Elle s'arrêta immédiatement de courir. « Harry, tu m'as déjà trop gâté à mon dernier anniversaire et une nouvelle fois à Noël. Je n'ai pas besoin de cadeaux coûteux, j'ai tout ce que je veux, à savoir toi. »

Il lui fit un petit bisou et ils reprirent leurs courses. « Ce que je voulais te demander, c'est si tu voulais une grande soirée d'anniversaire comme Padma ou juste un petit moment avec tes amis proches ? »

Ils coururent un petit moment avant qu'Hermione ne réponde, elle était visiblement en train de peser ses options afin de prendre une décision. Elle décida de les dire à voix haute afin qu'Harry puisse l'aider. « D'un côté, je n'aime pas vraiment être le centre de l'attention. Mais c'est différent quand je suis avec toi, je sais que personne ne me regarde. »

C'est un Harry exaspéré qui répondit. « Cela ne t'est-il jamais venu à l'esprit que c'est parce qu'ils savent tous que ton petit-ami est quelqu'un de jaloux, qui plus est, qui porte toujours une épée à la taille. J'ai vu des garçons te regarder tout l'été et je me suis assuré qu'ils sachent que tu étais avec moi. »

Hermione s'arrêta une nouvelle fois puis se jeta dans les bras de son petit ami pour une embrassade si féroce que son armure commença à s'activer.

Ils se remirent à courir et Hermione prit une décision. « Dans ce cas, juste les personnes des vacances, et peut-être Luna et Colin aussi et Ginny je suppose. »

« Et si nous proposions aux filles d'amener un cavalier ? » Hermione le regarda bizarrement jusqu'à ce qu'Harry ne réponde. « Je compte passer la nuit entière à te tenir dans mes bras, ce qui voudrait dire que Neville devra se partager entre les jumelles Patil, Susan et Hannah – c'est Padma qui va aimer ça ! »

Hermione fit rapidement le calcul et n'aima pas le chiffre qu'elle obtint. « Ca fait 13, Harry.

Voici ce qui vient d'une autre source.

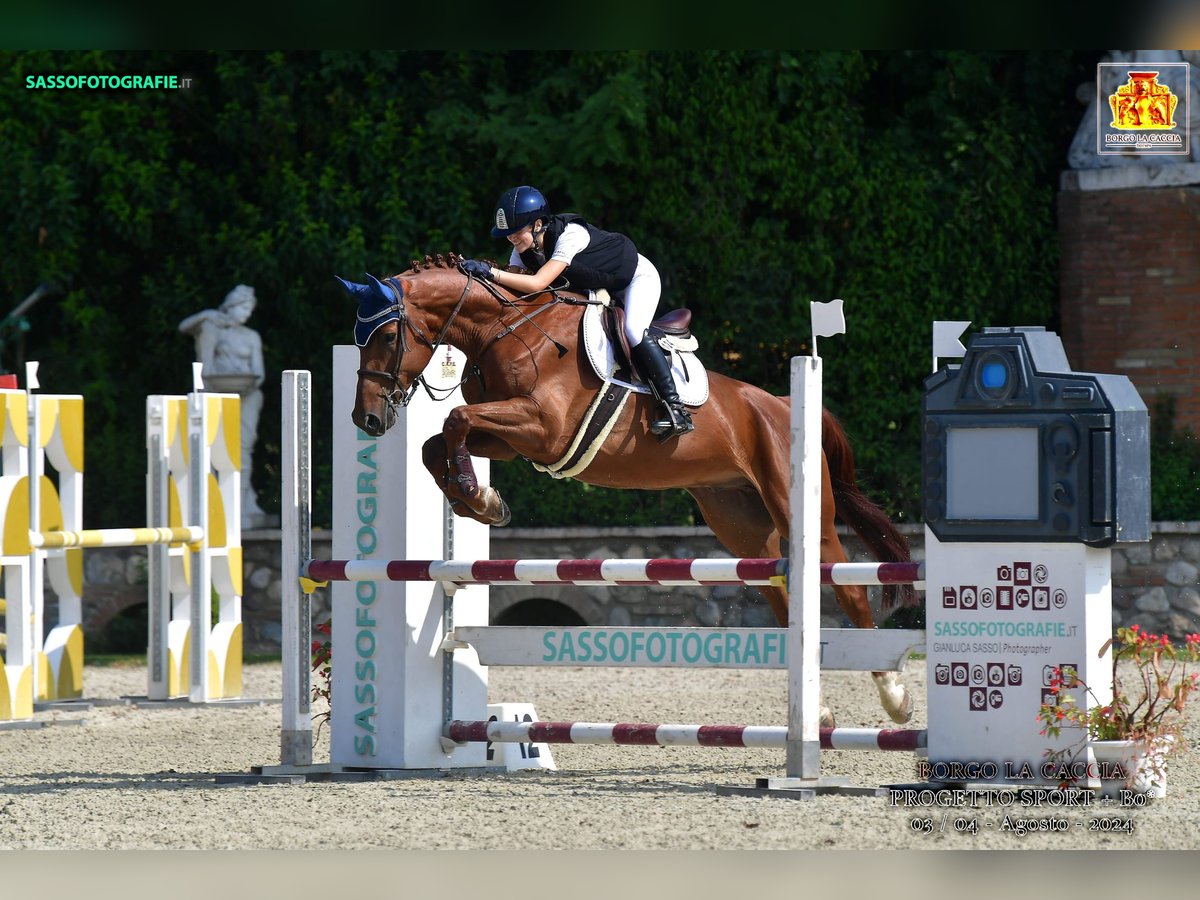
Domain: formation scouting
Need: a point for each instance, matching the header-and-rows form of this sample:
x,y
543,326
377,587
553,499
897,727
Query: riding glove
x,y
478,268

Pas la peine d'attirer la malchance, elle vient souvent d'elle-même. »

« Et si on invitait Henrica ? Elle viendrait ainsi avec Sirius et McGonagall préférera ça que deux adultes soient là avec nous. »

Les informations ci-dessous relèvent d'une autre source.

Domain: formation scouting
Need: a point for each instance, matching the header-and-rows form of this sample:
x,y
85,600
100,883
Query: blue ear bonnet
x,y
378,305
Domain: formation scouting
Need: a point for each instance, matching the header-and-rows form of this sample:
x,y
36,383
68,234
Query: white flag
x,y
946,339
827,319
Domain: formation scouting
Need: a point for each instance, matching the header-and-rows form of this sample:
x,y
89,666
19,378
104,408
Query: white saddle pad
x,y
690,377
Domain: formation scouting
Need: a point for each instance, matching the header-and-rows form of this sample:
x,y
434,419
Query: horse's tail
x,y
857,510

La décision fut prise et ils reprirent leur jogging. Ils avaient hâte de pouvoir croiser leurs épées après leur échauffement.

Lucius, lui s'était échauffé depuis longtemps, en fait, il en arrivait au point où il devenait littéralement épuisé. La petite créature bâtarde à ses pieds en était contente.

« Que veux-tu dire par tu ne l'as pas trouvé ? Je t'ai donné des informations très spécifiques... »

« Dobby a suivi les instructions du maitre, Dobby le jure. Je n'ai pas été vu et je n'ai parlé à personne. J'ai cherché sept fois dans toute la chambre. J'ai même regardé sous les oreillers quand les élèves dormaient. Il n'y avait pas de livre, Maitre. Dobby a cherché encore et encore. »

Lucius ne s'était pas attendu à ça. Le journal pouvait être n'importe où – même dans la maison Serpentard. Un avertissement anonyme serait certainement ignoré et si quelqu'un apprenait que Lucius était impliqué, il gagnerait un aller simple à Azkaban. Il ne pouvait même pas prendre le risque d'avertir Draco car si son fils venait à être impliqué dans cette affaire, les gobelins interdiraient Draco d'accéder un jour à la voûte familiale.

Son projet de vengeance était en train de tourner à la catastrophe, une catastrophe complètement hors de contrôle. Poudlard allait bientôt connaître la mort et la destruction et ils n'avaient plus les moyens de le faire transférer dans une autre école. La vie avait en effet bien changé pour la famille Malfoy.